2013 Isaac Newton medal of the Institute of Physics
Sir John Pendry, Blackett Laboratory, Imperial College London. For his seminal contributions to surface science, disordered systems and photonics.
John Pendry has made seminal contributions to the theory of surfaces and of low energy electron diffraction, but his most recent work has probably had the greatest impact scientifically and certainly on the public imagination. He has introduced a new class of materials, metamaterials, whose electromagnetic properties depend on their internal structure rather than their chemical constitution. They expand massively the material parameters available throughout the electromagnetic spectrum from the visible down to DC fields. Pendry’s ‘perfect lens’ is a remarkable example of the revolutionary nature of metamaterials, with its resolution limited only by the perfection of manufacture and not by the wavelength. His most recent innovation of ‘transformation optics’ has been extensively deployed to design metamaterial devices, most famously the invention of a ‘cloak of invisibility’ that has attracted worldwide public interest.
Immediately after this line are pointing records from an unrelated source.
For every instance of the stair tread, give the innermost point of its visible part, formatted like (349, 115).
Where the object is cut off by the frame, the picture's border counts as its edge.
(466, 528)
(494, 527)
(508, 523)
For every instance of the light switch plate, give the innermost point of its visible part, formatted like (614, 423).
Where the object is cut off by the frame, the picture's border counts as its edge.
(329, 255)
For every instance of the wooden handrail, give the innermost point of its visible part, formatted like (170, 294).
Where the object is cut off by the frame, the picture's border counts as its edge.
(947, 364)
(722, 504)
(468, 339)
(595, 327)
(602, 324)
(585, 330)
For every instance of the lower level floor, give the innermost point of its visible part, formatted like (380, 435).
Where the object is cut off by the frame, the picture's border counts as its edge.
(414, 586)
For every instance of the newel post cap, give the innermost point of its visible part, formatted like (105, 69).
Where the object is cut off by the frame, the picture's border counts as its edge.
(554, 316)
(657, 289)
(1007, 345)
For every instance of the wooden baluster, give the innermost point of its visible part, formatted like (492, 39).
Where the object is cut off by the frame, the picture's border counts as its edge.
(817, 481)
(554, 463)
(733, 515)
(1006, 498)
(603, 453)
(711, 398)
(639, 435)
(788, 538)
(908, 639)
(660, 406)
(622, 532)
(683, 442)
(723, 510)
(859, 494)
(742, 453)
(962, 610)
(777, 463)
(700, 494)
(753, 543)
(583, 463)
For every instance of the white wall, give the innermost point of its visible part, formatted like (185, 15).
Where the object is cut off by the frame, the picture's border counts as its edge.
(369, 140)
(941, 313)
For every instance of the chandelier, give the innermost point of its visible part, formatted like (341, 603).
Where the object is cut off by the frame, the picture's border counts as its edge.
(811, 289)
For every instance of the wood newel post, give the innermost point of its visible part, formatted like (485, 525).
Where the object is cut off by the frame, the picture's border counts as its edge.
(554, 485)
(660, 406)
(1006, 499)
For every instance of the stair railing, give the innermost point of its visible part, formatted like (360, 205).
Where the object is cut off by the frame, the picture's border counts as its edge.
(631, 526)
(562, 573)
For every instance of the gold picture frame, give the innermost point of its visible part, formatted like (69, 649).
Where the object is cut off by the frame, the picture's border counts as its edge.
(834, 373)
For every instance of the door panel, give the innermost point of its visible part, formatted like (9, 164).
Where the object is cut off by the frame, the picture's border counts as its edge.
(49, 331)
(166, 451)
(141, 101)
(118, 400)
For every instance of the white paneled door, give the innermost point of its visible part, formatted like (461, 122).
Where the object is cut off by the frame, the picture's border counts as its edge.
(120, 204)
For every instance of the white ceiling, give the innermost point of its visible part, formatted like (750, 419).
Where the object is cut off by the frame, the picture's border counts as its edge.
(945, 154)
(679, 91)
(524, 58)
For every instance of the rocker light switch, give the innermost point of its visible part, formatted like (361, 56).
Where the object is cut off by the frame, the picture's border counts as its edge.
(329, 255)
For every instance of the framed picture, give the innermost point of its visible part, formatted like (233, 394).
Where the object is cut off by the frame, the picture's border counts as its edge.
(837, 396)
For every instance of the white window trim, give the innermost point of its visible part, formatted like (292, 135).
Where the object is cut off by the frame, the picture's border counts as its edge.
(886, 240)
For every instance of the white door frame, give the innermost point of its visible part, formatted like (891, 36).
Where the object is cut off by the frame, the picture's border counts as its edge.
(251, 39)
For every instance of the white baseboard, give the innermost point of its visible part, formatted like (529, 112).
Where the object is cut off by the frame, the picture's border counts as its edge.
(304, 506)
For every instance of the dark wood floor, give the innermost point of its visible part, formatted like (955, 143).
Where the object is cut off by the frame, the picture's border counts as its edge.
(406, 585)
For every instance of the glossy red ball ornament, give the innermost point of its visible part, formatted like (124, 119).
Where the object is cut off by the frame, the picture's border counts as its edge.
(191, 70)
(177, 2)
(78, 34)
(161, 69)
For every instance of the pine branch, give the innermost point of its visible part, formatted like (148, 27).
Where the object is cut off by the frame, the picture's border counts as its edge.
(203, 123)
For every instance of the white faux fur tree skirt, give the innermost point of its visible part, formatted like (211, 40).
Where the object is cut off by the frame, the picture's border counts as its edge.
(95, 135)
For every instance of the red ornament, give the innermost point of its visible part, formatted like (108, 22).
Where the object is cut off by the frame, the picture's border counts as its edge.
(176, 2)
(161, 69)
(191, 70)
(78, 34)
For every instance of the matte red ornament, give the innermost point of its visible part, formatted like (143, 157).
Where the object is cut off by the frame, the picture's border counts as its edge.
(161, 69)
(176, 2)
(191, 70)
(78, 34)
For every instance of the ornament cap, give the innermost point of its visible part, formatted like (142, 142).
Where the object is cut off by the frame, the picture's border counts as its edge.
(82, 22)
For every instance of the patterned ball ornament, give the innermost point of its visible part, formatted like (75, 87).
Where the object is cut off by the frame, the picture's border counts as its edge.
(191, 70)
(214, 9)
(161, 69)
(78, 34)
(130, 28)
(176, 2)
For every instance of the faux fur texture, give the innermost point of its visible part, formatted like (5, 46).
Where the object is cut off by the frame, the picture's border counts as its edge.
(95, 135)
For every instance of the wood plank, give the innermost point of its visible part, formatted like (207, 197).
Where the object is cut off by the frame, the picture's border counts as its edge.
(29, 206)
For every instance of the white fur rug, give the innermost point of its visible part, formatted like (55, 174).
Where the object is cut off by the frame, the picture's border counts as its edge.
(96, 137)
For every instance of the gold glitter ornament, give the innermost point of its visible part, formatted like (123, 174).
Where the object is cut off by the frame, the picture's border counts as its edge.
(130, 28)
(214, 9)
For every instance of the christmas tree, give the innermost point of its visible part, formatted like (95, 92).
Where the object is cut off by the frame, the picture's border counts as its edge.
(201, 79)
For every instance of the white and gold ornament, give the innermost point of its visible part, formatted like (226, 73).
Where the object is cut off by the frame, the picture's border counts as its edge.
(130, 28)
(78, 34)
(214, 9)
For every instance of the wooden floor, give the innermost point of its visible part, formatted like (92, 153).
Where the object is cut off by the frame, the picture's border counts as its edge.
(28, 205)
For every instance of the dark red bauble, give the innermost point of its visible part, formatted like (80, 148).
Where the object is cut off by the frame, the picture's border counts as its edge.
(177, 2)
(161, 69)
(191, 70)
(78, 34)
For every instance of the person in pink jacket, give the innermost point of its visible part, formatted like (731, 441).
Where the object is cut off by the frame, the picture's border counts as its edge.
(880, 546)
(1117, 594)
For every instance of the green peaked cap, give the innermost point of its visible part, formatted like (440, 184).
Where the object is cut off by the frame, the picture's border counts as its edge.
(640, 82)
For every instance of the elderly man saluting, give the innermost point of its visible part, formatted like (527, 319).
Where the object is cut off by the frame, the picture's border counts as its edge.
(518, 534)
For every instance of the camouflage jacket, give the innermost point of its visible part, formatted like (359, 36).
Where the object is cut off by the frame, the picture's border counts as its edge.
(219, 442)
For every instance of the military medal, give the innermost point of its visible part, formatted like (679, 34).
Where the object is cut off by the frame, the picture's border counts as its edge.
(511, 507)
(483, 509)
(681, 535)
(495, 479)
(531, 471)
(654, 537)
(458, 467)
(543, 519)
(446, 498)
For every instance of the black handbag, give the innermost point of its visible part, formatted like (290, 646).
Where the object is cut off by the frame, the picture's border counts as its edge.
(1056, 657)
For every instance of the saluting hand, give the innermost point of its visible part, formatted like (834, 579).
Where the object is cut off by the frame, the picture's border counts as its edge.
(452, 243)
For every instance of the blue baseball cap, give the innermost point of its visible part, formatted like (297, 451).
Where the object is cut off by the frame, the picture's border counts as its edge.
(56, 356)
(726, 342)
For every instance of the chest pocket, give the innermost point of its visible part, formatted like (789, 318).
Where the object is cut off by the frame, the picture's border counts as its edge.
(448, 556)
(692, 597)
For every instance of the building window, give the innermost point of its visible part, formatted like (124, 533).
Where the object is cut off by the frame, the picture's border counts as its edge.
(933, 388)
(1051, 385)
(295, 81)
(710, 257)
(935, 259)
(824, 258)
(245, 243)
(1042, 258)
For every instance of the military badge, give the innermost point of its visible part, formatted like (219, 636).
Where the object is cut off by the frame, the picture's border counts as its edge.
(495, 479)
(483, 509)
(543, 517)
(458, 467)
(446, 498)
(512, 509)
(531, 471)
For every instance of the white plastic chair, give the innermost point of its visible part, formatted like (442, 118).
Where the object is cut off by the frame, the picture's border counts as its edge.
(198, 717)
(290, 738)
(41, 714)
Metamaterials have enabled the phenomenon of negative refraction to be realised in practice. Negative refraction was postulated decades earlier by Veselago, but no examples were ever found in nature. Pendry showed how a metamaterial could be constructed that would display negative refraction. Moreover, he discovered that a lens manufactured from negatively refracting material would circumvent Abbé’s diffraction limit to spatial resolution, which has stood for more than a century. In this way he gave the first prescription for a ‘perfect lens’. Transformation optics has similarities to the general theory of relativity and gives the metamaterial specifications required to rearrange electromagnetic field configurations at will. It does this by representing the field distortions as a warping of the space in which they exist. In its simplest form the theory shows how we can direct field lines around a given obstacle and thus provide a ‘cloak of invisibility’.